The couple set up house together in the Cairo district of Zamalek in one of the villas reserved for high- ranking British officials. It adjoined the villa of Russell Pasha, the chief of police. Amy became a prominent member of the city's British community, well-known for her generosity towards struggling painters, writers and poets. When World War II broke out such people began to flock to Cairo, some in the armed forces, others evacuated from Greece, and still others as teachers at the British Council or ambulance men. When in Cairo, these new arrivals gathered at the Union Club on Fuad El-Awal Street, now 26 July Street, in Zamalek, of which Amy was the acknowledged patron.
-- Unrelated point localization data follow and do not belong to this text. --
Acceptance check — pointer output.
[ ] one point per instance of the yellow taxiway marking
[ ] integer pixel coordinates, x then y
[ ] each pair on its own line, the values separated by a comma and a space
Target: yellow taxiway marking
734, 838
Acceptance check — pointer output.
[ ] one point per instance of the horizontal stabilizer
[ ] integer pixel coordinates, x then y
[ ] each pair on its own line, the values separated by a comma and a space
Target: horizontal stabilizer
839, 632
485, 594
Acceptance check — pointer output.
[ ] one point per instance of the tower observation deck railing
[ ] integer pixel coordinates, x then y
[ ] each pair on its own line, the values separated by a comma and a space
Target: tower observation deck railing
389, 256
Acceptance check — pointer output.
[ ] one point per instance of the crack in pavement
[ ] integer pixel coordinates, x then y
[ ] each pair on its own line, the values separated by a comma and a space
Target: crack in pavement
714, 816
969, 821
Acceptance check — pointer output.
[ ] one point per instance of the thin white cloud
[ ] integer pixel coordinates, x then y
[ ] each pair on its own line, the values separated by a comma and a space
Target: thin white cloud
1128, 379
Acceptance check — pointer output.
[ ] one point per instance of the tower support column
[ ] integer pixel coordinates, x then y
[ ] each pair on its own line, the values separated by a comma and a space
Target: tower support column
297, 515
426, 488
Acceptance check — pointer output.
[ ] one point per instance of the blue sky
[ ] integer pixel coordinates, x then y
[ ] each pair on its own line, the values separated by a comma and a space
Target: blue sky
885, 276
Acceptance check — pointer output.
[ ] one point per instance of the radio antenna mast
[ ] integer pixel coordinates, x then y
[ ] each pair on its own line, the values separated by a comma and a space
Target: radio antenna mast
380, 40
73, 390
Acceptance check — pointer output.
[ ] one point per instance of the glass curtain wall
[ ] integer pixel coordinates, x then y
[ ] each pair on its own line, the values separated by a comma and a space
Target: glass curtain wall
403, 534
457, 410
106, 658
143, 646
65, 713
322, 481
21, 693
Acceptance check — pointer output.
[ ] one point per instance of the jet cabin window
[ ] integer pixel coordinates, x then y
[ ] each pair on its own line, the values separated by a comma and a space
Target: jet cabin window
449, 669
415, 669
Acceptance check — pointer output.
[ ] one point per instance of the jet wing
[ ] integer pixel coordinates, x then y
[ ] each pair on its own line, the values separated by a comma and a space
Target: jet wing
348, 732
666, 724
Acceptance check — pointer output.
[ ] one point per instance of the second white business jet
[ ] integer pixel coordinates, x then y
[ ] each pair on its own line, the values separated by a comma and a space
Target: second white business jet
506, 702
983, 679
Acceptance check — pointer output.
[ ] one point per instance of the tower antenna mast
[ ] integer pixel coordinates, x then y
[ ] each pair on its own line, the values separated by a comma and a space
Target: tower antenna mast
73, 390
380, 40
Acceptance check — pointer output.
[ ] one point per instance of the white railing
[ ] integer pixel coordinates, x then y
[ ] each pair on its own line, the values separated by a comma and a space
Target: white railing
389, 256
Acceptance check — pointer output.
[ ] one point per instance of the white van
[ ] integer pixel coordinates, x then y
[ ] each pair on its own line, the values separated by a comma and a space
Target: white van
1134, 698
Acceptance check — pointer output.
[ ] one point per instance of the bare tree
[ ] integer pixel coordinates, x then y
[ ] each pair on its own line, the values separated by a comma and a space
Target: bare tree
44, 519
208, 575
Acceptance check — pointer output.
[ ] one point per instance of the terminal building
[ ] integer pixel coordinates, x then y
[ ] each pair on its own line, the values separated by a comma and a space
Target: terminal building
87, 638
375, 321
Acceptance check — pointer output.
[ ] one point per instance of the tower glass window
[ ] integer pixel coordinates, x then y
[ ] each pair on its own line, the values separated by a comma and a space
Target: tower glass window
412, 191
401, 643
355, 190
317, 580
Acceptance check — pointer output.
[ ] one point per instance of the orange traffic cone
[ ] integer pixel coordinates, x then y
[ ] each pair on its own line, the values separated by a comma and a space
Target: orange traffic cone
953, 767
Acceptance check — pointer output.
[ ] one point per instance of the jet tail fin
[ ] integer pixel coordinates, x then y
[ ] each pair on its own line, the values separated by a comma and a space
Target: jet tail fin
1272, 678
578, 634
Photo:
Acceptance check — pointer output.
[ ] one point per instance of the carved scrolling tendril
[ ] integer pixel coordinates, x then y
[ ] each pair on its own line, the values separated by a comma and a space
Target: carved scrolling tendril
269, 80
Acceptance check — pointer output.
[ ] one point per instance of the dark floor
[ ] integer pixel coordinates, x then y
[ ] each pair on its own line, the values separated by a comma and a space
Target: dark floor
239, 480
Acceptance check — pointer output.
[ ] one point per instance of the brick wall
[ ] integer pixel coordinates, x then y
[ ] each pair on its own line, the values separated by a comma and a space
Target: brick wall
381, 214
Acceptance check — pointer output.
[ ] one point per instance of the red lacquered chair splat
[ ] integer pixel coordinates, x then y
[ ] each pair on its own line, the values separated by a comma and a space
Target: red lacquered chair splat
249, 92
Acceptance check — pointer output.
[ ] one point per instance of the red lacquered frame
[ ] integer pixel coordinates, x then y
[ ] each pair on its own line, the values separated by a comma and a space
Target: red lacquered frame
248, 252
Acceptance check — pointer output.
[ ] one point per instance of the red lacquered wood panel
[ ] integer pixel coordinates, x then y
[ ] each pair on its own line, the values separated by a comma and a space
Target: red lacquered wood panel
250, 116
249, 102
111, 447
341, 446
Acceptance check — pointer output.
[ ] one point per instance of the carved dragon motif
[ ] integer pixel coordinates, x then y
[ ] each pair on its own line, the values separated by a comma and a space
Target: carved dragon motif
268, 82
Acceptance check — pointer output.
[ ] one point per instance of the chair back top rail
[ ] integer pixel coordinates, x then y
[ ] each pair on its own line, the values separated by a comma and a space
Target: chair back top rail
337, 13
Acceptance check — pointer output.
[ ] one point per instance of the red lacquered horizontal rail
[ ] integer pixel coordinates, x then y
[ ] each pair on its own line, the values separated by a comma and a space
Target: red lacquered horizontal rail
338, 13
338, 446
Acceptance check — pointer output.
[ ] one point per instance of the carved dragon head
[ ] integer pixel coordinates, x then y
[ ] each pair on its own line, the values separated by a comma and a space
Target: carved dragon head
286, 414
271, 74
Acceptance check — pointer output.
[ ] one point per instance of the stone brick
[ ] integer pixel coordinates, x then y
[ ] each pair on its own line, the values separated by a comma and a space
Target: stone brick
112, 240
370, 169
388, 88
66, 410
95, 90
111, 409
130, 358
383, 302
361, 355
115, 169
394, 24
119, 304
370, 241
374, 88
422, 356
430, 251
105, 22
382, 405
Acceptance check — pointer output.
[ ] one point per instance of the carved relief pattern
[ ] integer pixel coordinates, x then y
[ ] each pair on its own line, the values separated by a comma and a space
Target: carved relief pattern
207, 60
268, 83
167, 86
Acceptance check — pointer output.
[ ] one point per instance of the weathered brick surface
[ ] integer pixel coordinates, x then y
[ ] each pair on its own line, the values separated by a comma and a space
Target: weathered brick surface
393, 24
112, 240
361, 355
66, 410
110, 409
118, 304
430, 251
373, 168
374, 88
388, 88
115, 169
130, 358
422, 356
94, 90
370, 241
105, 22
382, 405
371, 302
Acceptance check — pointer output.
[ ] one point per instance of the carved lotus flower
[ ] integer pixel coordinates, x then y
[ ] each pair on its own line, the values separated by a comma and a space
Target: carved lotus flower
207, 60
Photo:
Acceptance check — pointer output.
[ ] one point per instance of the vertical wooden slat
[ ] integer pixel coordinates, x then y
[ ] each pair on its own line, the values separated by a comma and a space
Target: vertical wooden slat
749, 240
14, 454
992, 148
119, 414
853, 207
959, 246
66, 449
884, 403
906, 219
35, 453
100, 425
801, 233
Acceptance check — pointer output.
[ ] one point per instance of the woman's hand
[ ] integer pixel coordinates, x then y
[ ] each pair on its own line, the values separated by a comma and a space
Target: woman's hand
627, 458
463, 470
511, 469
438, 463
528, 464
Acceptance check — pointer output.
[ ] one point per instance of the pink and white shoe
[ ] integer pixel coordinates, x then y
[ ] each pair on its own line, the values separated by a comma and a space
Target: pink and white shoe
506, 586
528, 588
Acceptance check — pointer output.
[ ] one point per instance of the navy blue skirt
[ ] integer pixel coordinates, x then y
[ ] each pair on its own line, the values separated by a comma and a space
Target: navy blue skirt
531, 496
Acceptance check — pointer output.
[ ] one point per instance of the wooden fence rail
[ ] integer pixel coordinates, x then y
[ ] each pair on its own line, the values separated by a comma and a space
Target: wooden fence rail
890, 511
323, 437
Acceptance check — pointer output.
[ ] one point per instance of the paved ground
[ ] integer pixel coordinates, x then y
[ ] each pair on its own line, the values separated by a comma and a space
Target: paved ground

However, this tribute did not come without its setbacks: her generosity towards the British writer Lawrence Durrell and his wife, Eve Cohen, for example, was the cause of many jealous comments. But other writers, whether poets who had escaped from Greece or penniless British writers stranded in Cairo, were also the object of her legendary hospitality.
Yet, as Azar intimates, this happiness was not to last, for on 17 January 1943 Walter Smart, by then Sir Walter, took his family for a picnic in Wadi Digla. The party included the couple's eight year-old son Micky, Amy's niece Soraya Antonius, and the children's nanny. After lunch Walter took a nap, while Amy got out her easel and started to paint. Then there was a muffled explosion, when Micky, the Smarts' only son, picked up a bomb and it went off in his hands. Sir Walter and his wife were out of their minds with grief at the death of their son, and news of the tragedy soon spread.
Amy Nimr was too old to have any more children, and she filled the house with photographs of Micky. It was years before she could bring herself to paint again. This catastrophe, mentioned by Azar, is compassionately recounted in another account of Cairo during this period, Artemis Cooper's Cairo in the War, 1939-1945. And another habituée of the Union Club at the time used the tragedy with novelistic license to show the couple in an unflattering light: in The Danger Tree, the first novel of her Levant Trilogy, Olivia Manning relates the story of the death of Sir Desmond and Lady Hooper's son, which was based on the death of Amy Smart's son, though Manning was in Palestine when the event took place. Manning must have learned of it, and she used it in her novel to the indignation of British writer Penelope Lively, who grew up in Cairo, Lively accusing her of a lack of sensitivity.
Though Walter and Amy Smart remained devoted to each other after their son's death, in Manning's novel the mother leaves her husband and begins to act in a less than decorous way. Although both Amy and Walter were dead by the time the novel appeared, friends of the couple were outraged at the use made of the incident. Cooper surmises that the novel was Manning's revenge for not having been adopted by the Smarts when she and her husband Reggie Smith were in Egypt during World War II.
Whatever the case may be, this web of connections and interconnections fascinatingly illuminates the career of Egyptian painter Amy Smart, née Nimr, one of early twentieth-century Egypt's most talented painters, and she is discussed as such in Aimé Azar's book.